Но приходилось еще и писать. А одно письмо в «Таймс», говорила она мисс Браш, стоило ей бо́льших усилий, чем отправить экспедицию в Южную Африку (какую она во время войны и отправила). Потратив утро на битву с письмом, начиная, марая, бросая, начиная опять, она как никогда ощущала бесплодность своих женских потуг и склонялась признательной мыслью к Хью Уитбреду, который обладал – тут уж никто бы не мог усомниться – удивительным даром сочинять письма в «Таймс».
Совершенно не похожее на нее существо, Хью так владел языком; умел все изложить в точности, как нужно издателям; и был, конечно, не просто примитивный жадюга, все гораздо сложней. Леди Брутн не решалась строго судить о мужчинах из почтения к тому таинственному сговору, по которому именно они, но не женщины ведают миропорядком; знают, как что изложить; все понимают; и когда Ричард советовал ей, а Хью за нее писал, она была, в общем, уверена в своей правоте. И она дала Хью доесть суфле, спросила про бедняжку Ивлин, дождалась, пока они стали курить, и уж потом сказала:
– Милли, вы нам не принесете мои бумаги?
И мисс Браш вышла, вернулась; положила бумаги на стол; и Хью вытащил вечное перо, серебряное вечное перо, которое, он сказал, откручивая колпачок, прослужило ему уже двадцать лет. И осталось в полной сохранности; он его показывал в фирме; там сказали, что оно, собственно, и вообще не должно испортиться; и почему-то это делало честь Хью и делало честь тем чувствам, которые (Ричард это ощущал) выражало его вечное перо, пока Хью аккуратно выводил на полях заглавные буквы, обводил их кружочками и тем самым сводил чудодейственно сумбур леди Брутн к строю, ладу и грамматике, которые, поняла леди Брутн, следя за магическим превращением, непременно понравятся редактору в «Таймс». Хью был медлителен. Хью был основателен. Ричард считал, что кое-чем можно пожертвовать. Хью предложил некоторые модификации, из уважения к чувствам людей, с которыми, он прибавил довольно язвительно, когда Ричард засмеялся, «нельзя не считаться», и он читал вслух, как, «следовательно, мы придерживаемся того мнения, что настало время, когда… избыточная часть нашего непрестанно возрастающего населения… наш долг перед мертвыми…», что Ричард находил сплошной трескотней и белибердой, хотя и безвредной, а Хью продолжал намечать в алфавитном порядке чувства наивысшего благородства, отрясал сигарный пепел с жилета, время от времени подводил достигнутому итог, пока наконец не огласил вариант письма, который, леди Брутн понимала отчетливо, был просто шедевром. Неужто она сама до такого додумалась?
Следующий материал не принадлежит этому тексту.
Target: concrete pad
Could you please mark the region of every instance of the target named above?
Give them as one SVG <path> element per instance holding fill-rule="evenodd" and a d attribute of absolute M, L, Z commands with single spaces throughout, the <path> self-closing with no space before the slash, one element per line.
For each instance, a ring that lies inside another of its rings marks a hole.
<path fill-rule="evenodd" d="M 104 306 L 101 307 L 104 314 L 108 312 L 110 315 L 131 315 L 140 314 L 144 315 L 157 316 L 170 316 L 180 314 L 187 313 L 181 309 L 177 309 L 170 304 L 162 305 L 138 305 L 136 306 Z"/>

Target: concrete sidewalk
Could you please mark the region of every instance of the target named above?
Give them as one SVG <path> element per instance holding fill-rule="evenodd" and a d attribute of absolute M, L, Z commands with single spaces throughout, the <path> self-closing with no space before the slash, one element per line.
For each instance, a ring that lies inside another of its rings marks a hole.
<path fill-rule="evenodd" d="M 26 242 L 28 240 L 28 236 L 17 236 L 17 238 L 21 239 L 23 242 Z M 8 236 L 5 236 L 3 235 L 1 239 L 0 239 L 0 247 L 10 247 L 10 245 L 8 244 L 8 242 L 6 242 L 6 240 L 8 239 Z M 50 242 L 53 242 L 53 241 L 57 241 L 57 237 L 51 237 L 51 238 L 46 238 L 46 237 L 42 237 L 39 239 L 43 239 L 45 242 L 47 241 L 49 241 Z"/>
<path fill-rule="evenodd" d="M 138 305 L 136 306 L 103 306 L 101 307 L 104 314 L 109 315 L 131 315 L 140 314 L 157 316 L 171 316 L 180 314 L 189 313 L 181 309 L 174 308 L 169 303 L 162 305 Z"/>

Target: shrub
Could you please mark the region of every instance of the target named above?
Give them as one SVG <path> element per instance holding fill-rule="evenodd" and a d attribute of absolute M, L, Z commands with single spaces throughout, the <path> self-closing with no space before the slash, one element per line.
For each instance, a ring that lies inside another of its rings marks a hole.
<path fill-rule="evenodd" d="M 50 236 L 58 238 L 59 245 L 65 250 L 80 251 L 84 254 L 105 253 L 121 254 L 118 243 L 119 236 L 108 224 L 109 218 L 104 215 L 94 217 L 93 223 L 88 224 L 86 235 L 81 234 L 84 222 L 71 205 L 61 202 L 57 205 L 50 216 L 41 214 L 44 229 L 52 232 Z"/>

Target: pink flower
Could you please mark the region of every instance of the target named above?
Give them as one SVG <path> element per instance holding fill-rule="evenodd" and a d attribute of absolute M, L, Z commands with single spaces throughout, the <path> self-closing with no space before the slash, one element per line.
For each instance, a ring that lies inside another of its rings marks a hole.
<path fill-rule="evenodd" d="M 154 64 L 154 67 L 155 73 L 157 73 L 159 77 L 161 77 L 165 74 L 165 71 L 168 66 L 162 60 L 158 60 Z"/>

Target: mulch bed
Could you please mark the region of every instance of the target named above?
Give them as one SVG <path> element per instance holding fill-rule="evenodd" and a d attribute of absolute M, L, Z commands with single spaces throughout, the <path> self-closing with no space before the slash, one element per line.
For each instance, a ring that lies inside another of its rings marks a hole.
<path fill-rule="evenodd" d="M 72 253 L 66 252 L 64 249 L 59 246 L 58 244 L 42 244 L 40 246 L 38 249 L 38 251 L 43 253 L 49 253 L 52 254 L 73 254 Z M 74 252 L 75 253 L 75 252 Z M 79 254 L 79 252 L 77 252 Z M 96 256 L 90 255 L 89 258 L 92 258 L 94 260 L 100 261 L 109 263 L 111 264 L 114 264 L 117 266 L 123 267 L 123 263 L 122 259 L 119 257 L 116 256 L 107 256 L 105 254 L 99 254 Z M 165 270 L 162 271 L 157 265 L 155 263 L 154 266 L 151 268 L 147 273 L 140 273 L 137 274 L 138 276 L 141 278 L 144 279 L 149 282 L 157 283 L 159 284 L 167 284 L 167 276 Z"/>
Хью не мог утверждать с уверенностью, что редактор это поместит; но он надеялся с кем-то такое переговорить за обедом.
После чего леди Брутн, редко делавшая изящные жесты, сунула все гвоздики Хью себе за пазуху и, распростерши руки, назвала его «мой премьер-министр!». Она просто не знала, что бы она делала без них обоих. Оба встали. И Ричард Дэллоуэй прошел, как всегда, взглянуть на портрет генерала, поскольку он собирался, когда выдастся досуг, написать историю семьи леди Брутн.
А Милисент Брутн очень гордилась своей семьей. «Но они подождут, они подождут», – сказала она, глядя на портрет; разумея, что ее семья – воины, государственные мужи, адмиралы – были все люди действия, они исполняли свой долг; и первейший долг Ричарда – долг перед отечеством; но лицо прекрасное, сказала она; а бумаги для Ричарда собраны и полежат в Олдмикстоне, пока пора не пришла; пока не пришли лейбористы к власти, она разумела. «Ах, эти вести из Индии!» – вскричала она.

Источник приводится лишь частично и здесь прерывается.